When Windows finds a zero-day, if you have automatic updates ON, it will be patched. Some goes for Adobe. If you go for the manual method as I do, wait for the notice, and then do the update or patch in a controlled way.

 

[audreyh1]

As with any known security threat, install the update the publisher will provide. It's really that simple.

And you would be doing this many, many times as more and more issues are discovered and exploited while Adobe furiously rolls out patches behind the times. I'm not willing go through this process any more for something I don't really need.

 

[ERD50]

As with any known security threat, install the update the publisher will provide. It's really that simple. ...
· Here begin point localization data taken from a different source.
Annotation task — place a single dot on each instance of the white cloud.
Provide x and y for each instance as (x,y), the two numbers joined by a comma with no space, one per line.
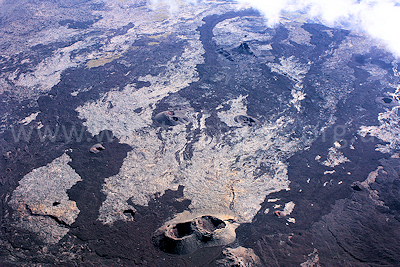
(377,18)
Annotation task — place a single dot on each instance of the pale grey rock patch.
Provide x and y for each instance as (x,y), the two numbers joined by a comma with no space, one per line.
(237,107)
(296,71)
(334,158)
(41,202)
(388,131)
(122,119)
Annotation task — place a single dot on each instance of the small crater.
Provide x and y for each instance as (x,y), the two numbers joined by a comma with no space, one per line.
(187,237)
(356,186)
(246,120)
(129,213)
(244,49)
(386,101)
(96,148)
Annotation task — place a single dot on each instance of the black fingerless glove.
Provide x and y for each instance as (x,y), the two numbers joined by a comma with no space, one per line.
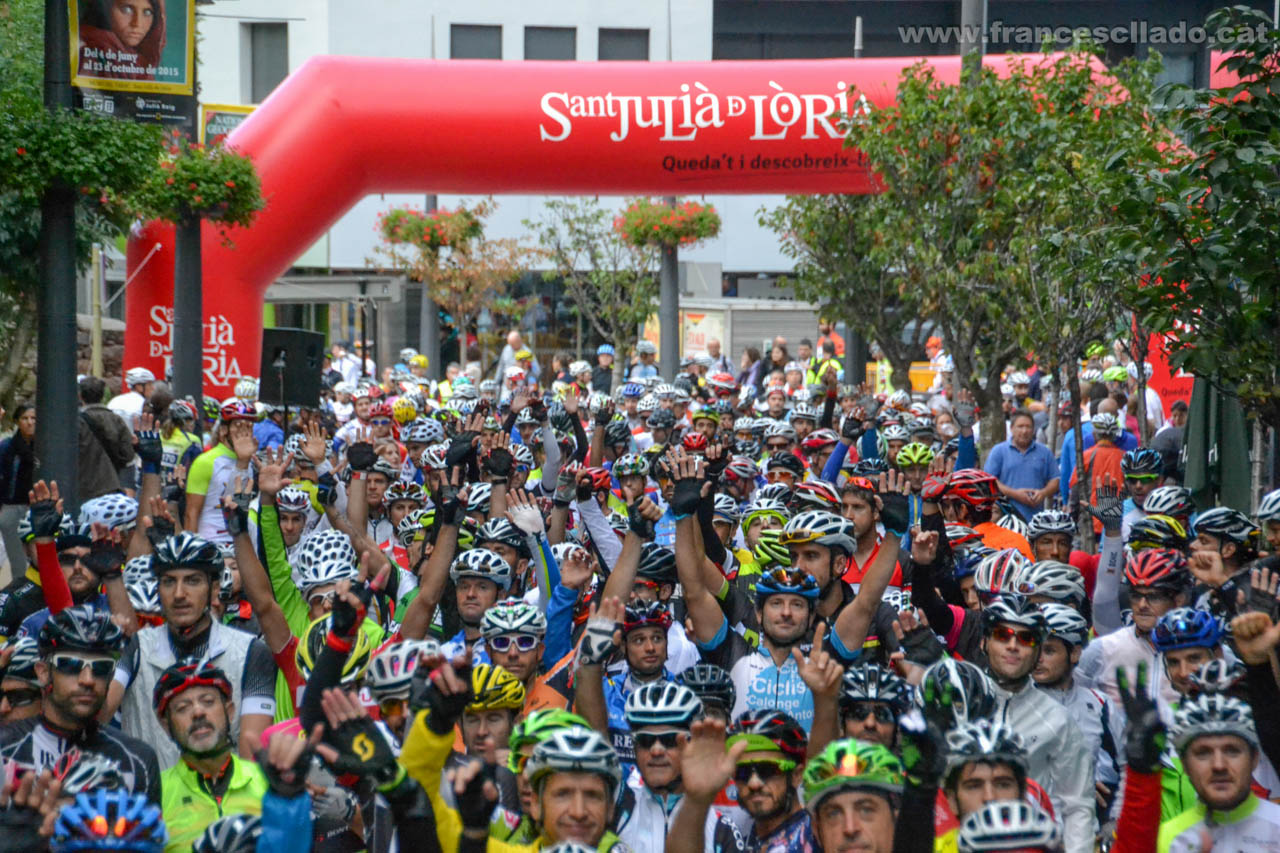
(361,456)
(327,489)
(443,711)
(288,783)
(640,525)
(45,519)
(686,496)
(105,559)
(362,751)
(474,807)
(149,450)
(499,464)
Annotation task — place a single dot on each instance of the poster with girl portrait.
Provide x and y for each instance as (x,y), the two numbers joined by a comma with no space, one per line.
(133,45)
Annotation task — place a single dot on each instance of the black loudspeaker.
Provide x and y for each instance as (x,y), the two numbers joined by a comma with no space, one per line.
(289,374)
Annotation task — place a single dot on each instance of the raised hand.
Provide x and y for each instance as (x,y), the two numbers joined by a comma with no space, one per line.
(1144,734)
(1256,637)
(708,765)
(821,673)
(524,512)
(603,633)
(1107,505)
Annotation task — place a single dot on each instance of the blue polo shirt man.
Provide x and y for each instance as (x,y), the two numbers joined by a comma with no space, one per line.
(1025,469)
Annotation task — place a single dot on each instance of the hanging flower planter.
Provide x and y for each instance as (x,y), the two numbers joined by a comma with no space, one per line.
(429,231)
(645,222)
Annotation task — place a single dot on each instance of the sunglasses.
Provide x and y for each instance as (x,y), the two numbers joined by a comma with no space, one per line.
(21,697)
(1025,638)
(73,665)
(522,643)
(860,710)
(645,740)
(766,770)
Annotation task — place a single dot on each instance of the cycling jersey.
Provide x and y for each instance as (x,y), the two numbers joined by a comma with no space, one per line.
(643,819)
(1054,758)
(36,744)
(1253,826)
(758,680)
(1101,724)
(213,474)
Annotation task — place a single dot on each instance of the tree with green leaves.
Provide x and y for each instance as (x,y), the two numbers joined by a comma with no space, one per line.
(611,283)
(983,218)
(105,160)
(1205,222)
(830,238)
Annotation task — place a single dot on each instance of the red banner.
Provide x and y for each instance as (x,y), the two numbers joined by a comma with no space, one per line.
(341,128)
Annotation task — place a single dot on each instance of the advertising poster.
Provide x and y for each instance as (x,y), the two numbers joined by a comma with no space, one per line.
(216,121)
(133,45)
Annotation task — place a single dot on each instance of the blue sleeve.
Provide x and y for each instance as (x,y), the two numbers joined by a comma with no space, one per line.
(1065,465)
(286,825)
(835,463)
(968,454)
(995,460)
(560,624)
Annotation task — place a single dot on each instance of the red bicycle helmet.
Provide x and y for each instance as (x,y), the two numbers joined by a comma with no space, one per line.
(974,487)
(694,442)
(1162,568)
(771,730)
(600,479)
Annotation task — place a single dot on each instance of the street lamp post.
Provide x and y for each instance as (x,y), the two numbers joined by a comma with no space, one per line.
(56,402)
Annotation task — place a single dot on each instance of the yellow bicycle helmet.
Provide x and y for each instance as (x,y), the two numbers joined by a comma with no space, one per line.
(496,689)
(312,642)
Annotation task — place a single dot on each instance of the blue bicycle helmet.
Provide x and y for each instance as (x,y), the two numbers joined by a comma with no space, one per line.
(785,582)
(1187,628)
(109,820)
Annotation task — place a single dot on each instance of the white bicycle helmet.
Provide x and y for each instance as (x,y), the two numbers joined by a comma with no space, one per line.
(480,562)
(1065,624)
(423,432)
(1009,825)
(117,511)
(1057,580)
(392,669)
(574,749)
(291,498)
(513,616)
(663,703)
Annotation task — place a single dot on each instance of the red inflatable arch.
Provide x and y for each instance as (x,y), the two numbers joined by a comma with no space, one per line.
(341,128)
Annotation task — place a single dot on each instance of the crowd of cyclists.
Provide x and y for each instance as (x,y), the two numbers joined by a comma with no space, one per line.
(684,615)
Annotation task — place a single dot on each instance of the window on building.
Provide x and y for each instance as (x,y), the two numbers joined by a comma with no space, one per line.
(269,58)
(551,42)
(624,44)
(475,41)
I just want to stress the bold. DD ended up with a browser hijack on her MacBookPro (she would get re-directed to advertising, almost all the text on a page had underlines with links to ads). Every indication was that she downloaded what she thought was an Adobe update, but she didn't go direct to Adobe, so got this malware. Took some effort to get it cleaned up, files all over the place.

Go direct to Adobe, do not follow some other link.

-ERD50

 

[bjorn2bwild]

I have not tried this approach, but have noticed alternatives to flash player in firefox add-ons - e.g. "video w/o flash" (does not play YouTube) and "YouTube all HTML5" that plays w/o flash (limited to 720p).
I have been using the flash player 'ask to use' mode for years without any problems.

P.S. Here is an active thread including Mark from Mozilla discussing the issue. https://news.ycombinator.com/item?id=9883246

 

[MBAustin]

Here's an article about the proliferation of browser hijacks and what to do about them (oriented to Mac users):

TidBITS: Scary Internet Scam Becoming Disturbingly Common

 

[Options]

And here I thought it was just me. I have nothing but problems with Flash Player updates on my PC. Java updates have been problematic as well (though not at all as much as with Flashplayer), requesting that I install repeatedly even after just installing. Frustrating.